Outcomes of various scaffolding strategies on student teachers' digital historical inquiries

Journal of Social Studies Research, Fall 2004 by Lee, John K, Molebash, Philip E

Abstract

In this study, 30 students in a graduate level social studies methods course used digital historical resources to respond to a single question about the Cuban Missile Crisis: "How was the Cuban Missile Crisis resolved?" The participants were placed in three groups and each group was given a different scaffolding strategy for using online sources to answer the question. Participants searched for information using the Google search engine, were directed to a specific collection of 275 documents on the Cuban Missile Crisis, or were directed to 5 specific documents relevant to their inquiry. Four primary findings resulted. 1) High quality sources are accessible by doing a simple Google search using terms such as "Cuban Missile Crisis." 2) Learners need mediating pedagogical structures when using large and medium size archival historical collections for historical inquiry. 3) Participants who used the 5 pre-selected documents were more likely to retain contextualized knowledge. 4) Residual learning effects are related to reflective thinking which occurs during and after using digital historical resources.
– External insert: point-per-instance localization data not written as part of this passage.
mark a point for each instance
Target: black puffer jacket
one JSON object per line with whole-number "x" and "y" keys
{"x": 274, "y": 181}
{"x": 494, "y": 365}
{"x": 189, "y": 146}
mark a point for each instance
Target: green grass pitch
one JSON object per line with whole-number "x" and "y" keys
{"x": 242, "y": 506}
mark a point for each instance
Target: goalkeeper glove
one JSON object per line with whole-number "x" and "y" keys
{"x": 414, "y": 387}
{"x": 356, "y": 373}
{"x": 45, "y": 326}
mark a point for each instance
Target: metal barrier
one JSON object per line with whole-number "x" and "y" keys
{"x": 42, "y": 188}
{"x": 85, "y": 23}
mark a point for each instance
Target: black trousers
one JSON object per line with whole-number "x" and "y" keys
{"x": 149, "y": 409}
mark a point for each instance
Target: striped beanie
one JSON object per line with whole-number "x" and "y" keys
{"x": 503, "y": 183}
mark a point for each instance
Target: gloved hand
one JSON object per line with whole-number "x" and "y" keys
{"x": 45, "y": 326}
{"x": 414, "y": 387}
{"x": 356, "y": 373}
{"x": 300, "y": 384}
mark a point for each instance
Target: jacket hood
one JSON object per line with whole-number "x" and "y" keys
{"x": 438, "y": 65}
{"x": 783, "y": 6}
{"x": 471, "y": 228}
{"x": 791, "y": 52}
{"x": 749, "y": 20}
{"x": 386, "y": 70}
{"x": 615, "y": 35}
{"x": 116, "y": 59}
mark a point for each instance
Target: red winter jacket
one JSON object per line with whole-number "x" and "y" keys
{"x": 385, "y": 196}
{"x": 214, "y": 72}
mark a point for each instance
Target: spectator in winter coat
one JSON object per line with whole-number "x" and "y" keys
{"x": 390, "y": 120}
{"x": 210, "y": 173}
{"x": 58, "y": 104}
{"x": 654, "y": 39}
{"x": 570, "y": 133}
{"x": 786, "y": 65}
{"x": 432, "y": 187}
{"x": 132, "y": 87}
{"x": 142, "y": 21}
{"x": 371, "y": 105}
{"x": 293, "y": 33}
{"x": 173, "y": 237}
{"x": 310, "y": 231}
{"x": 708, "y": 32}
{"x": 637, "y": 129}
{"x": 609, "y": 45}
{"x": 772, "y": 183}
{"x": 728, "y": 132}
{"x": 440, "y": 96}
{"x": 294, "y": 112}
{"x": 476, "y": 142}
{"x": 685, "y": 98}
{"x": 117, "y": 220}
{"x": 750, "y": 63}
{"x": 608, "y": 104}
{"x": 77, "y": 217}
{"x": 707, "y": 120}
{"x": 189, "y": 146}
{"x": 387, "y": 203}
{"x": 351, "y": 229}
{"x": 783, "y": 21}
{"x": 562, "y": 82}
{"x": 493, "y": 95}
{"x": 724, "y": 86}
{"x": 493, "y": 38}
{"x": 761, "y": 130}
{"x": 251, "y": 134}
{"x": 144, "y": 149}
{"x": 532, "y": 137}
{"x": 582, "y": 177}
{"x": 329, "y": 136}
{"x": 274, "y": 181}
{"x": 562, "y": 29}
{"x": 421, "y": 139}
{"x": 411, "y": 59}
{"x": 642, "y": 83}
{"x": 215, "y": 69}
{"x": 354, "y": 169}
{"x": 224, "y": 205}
We recommend that web developers consider the limitations of online historical resources and recommend that social studies teacher educators and K-12 teachers carefully select web based historical resources for use in their class.

Introduce

Authentic historical inquiry has long been available as a viable and often superior method for teaching and learning history, but too often it has been reserved for the brightest students or put off until after the "real content" was covered. Teachers cite a number of obstacles to historical inquiry relating to curriculum, time, students' abilities, and lack of access to primary source materials (Lee, Hicks, & Doolittle, 2003; Hartzler-Miller, C., 2001; Becker, 2000; Gabella, 1994). But, perhaps the greatest obstacle in promoting historical inquiry in history classrooms has been the social studies teachers' themselves and their inabilities to conduct historical inquiry (Seixas, 1998). Even for the most eager teachers, their lack of training in the methods of historical inquiry has pushed historical inquiry in their classroom to the background behind more ineffective and didactic methods of teaching and learning (Ravitch, 1997). We contend that digital historical inquiry has perhaps the most potential in positively transforming social studies teaching and learning. Given this belief, we have constructed this study to investigate three methods for social studies pre-service teachers to complete a simple digital historical inquiry. We are primarily interested in looking at how access to different types of online historical resources influences social studies teacher education students' abilities to construct an answer to a straightforward historical inquiry.

Context

There is a significant body of research on social studies teachers' historical thinking (Hartzler-Miller, 2001; Seixas, 1998; Vansledright, 1996; Yeager & Davis, 1995; McDiarmid, 1994, Wineburg, 1991), but none of these researchers have taken into consideration the changing characteristics of historical inquiry brought about by the recent development of web-based technologies. The World Wide Web has created new opportunities for pre-service social studies teachers to engage in authentic historical resources (Whitworth & Berson, 2003; Lee, 2002; Milson, 2002; Mason, Berson, Diem, Hicks, Lee, & Dralle, 2000). These opportunities reflect even larger trends at the intersection of technology and history instruction and practice, specifically related to the availability of digital historical resources and the emergence of new digital historical inquiry methods (Rosenzweig, 2001; Ayers, 1999b).

Digital historical inquiry means taking full advantage of current and emerging technologies to support conceptualizations of learning history that stress developing inquiry skills, perspective taking and meaning making over the transmission textbook-driven model. More broadly, "digital history is the study of the past using a variety of electronically reproduced primary source texts, images, and artifacts as well as the constructed historical narratives, accounts, or presentations that result from digital historical inquiry" (Lee, 2002). With its reliance on the non-linear web-based presentation of primary source materials and secondary historical interpretations, digital historical inquiry facilitates more provisional examinations of the past. The Web's hypertexuality encourages a process orientated view of history, one where students can read and write alternative historical stories (Ayers, 1999a). As students read and write historical narratives in hypertext they will have the ability, through the construction of links, to exercise a greater sense of control over the narrative and particularly the structure of arguments within the narrative (Davison, 1997).

Digital history

Lacking a significant history of its own, digital history is somewhat hard to characterize. Relational databases were the earliest digital resources used by historians. Harvey and Press (1996) defined relation databases as "a collection of interrelated data organized in a pre-determined manner according to a set of logical rules. [Relational databases are] structured to reflect the natural relationships of the data and the uses to which they will be put" (p. 22). The use of relational databases was associated with the shift to the statistical analyses of historical information. Using databases with information such as census records gave historians the opportunity to inquire into a wide range of meaningful problems (Smart, 1996). With the appearance of the World Wide Web in the early 1990s, text- and image-based digital historical resources began to be compiled and used by historians. The widespread availability of these resources necessitated a change in the way historical research was conducted (Barlow, 1998; Schick, 1997). These changes were mostly the product of the new level of accessibility to documents, particularly for the novice students of history.